All the thing(data) what we are going to write into above object will be part of our final word document which will be available after the finishing of our program(Java).

The next thing we have to do is to create table in word document to write the data into the cell. There are three steps we have to do sequentially to write the data to the table are creating the table in the XWPFDocument object, creating  row in that table and creating cell in the row to put the text.

XWPFTable table = doc.createTable()
XWPFTableRow row = table.getRow(0)

You may wonder how we can get the row with out creating it. One thing I want to make sure is that the table which we created will have default row. Just we are sing it as the table header row where we will keep all our columns headings. Now we are headed toward creating the cell in the row but not the first one as I said the default first row already has one for us.

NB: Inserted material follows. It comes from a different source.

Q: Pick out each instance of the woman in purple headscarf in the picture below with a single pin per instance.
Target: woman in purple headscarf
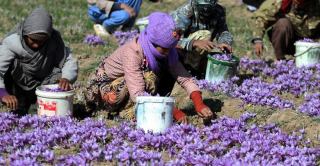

The next step is creating one more cell if we want this looks like

XWPFTableCell cell1 = row.createCell()

if we want to set the text we can use

cell1.setText("")

After that based on our demand we can create as many rows as we need just be creating the row in the XWPFDocument object. One thing we have to be clear is we have to create the cells in the very first row only after that there is no need. Because the cells will be create automatically for us in the newly created rows of the table.

We have to get those cells and need to put the text.

The code snippet which will get you going will be

fos = new FileOutputStream("D:/POI/tableTest.docx");
            doc = new XWPFDocument();
            XWPFTable table = doc.createTable();
            XWPFTableRow row = table.getRow(0);
            row.getCell(0).setText("Name");
            XWPFTableCell cell1 = row.createCell();
            cell1.setText("Age");
            XWPFTableCell cell2 = row.createCell();
            cell2.setText("UID");
            for (int rows = 0; rows < 2 ; rows++ )
            {
                row = table.createRow();
                for (XWPFTableCell cell : row.getTableCells())
                {
                    cell.setText(" ");
                }
            }
            doc.write(fos);
            fos.close();

Do not forget to write the document by suing the line
            doc.write(fos)
The argument is just the object of FileOutPutStream which we have create earlier. The good way to end the logic is just by closing the all opened connections especially streams.